While today’s decisions do not definitively end the menace posed by marco temporal to indigenous lands and sovereignty, they deeply undermine its fundamental arguments by upholding landmark territorial titling cases in the state of Mato Grosso. By ruling against the arguments of attorneys from Mato Grosso, who claimed that indigenous occupation of titled territories amounted to “appropriation” of lands for which the state was entitled to indemnification, the Court established that indigenous peoples have traditionally occupied, and are entitled to, all of the territories in question.

In a key concurrence, Supreme Court Minister Roberto Barroso argued that marco temporal does not apply to all of Brazil’s indigenous territories. Juliana de Paula Batista, a lawyer with Brazil’s Socio-Environmental Institute (ISA), says that Barroso’s concurrence demonstrates important reticence on the part of the Court to apply marco temporal to land titling cases beyond the Raposa Serra do Sul ruling for which it was originally written. However, she warned, the issue “will definitely return to be ruled upon more directly in upcoming cases.”
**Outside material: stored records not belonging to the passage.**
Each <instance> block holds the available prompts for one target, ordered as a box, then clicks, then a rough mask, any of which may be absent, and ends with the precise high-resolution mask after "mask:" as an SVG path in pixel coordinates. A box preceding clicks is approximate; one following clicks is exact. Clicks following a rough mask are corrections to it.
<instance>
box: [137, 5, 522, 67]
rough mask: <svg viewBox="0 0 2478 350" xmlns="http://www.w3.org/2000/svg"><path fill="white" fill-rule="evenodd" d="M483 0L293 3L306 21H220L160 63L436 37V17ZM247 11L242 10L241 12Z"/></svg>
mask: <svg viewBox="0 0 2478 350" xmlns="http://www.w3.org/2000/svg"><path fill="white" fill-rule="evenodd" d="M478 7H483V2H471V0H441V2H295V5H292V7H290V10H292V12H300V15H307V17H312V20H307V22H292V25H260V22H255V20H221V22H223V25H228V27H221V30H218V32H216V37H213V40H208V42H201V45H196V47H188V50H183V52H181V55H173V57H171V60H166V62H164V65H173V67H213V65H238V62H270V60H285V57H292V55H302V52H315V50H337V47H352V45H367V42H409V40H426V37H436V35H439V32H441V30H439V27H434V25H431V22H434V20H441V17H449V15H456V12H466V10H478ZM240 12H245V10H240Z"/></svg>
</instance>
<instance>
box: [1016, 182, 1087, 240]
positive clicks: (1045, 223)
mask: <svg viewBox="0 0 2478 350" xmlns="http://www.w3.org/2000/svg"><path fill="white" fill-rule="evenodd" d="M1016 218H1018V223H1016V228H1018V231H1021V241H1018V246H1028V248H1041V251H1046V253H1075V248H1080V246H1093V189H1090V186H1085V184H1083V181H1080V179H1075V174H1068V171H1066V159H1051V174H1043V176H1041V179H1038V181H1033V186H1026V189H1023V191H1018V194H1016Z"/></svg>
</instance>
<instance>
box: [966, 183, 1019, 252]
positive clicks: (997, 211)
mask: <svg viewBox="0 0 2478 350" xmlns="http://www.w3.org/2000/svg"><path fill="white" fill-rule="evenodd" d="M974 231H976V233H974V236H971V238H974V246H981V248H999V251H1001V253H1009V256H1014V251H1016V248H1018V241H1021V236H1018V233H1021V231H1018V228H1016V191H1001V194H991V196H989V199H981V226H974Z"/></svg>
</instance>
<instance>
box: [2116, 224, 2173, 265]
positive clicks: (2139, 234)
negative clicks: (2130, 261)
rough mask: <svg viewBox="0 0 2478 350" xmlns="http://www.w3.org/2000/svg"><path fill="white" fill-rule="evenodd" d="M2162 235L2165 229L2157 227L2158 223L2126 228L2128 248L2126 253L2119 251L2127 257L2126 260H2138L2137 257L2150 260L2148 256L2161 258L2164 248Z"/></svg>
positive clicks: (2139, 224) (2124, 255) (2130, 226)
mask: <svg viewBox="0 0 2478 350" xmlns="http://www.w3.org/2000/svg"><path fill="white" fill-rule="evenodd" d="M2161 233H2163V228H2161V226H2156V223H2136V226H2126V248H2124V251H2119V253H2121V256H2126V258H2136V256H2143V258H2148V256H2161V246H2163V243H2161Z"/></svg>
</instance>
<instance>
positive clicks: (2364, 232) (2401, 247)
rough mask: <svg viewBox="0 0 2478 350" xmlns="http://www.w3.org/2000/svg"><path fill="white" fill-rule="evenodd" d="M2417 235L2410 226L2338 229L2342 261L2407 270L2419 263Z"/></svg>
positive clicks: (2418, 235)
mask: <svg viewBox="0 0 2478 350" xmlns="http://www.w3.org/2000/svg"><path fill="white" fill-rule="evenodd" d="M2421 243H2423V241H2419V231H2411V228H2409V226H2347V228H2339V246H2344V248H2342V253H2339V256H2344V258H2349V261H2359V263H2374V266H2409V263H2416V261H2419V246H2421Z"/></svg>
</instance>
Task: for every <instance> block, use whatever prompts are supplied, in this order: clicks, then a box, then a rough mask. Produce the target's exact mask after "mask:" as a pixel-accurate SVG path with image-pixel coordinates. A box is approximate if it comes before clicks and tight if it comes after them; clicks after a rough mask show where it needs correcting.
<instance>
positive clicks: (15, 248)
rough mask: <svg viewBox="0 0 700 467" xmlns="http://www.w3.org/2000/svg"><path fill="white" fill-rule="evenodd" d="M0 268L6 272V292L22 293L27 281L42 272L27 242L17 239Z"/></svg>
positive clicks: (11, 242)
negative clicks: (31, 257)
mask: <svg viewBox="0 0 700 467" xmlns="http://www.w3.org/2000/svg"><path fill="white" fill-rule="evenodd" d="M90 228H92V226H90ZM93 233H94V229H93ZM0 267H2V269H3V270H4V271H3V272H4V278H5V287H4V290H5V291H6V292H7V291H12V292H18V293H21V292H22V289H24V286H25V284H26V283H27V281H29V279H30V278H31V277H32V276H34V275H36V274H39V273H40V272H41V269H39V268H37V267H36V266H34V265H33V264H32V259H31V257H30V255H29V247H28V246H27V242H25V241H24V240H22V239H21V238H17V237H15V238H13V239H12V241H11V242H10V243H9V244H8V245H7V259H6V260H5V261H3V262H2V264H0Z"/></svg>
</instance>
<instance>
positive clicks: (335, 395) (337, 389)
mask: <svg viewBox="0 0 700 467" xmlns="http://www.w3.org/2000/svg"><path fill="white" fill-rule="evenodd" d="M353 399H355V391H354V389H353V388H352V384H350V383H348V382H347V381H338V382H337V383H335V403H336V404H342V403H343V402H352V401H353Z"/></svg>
Yesterday’s decisions comes as indigenous rights and environmental protections are under unprecedented assault in Brazil. While the Court’s decisions shelved the application of marco temporal in two specific instances and set an important legal precedent, dozens of other rollbacks on socio-environmental safeguards are advancing apace, including the legalization of land grabbing, the slashing of protections on Amazonian forests, and the gutting of the country’s environmental licensing process for development projects.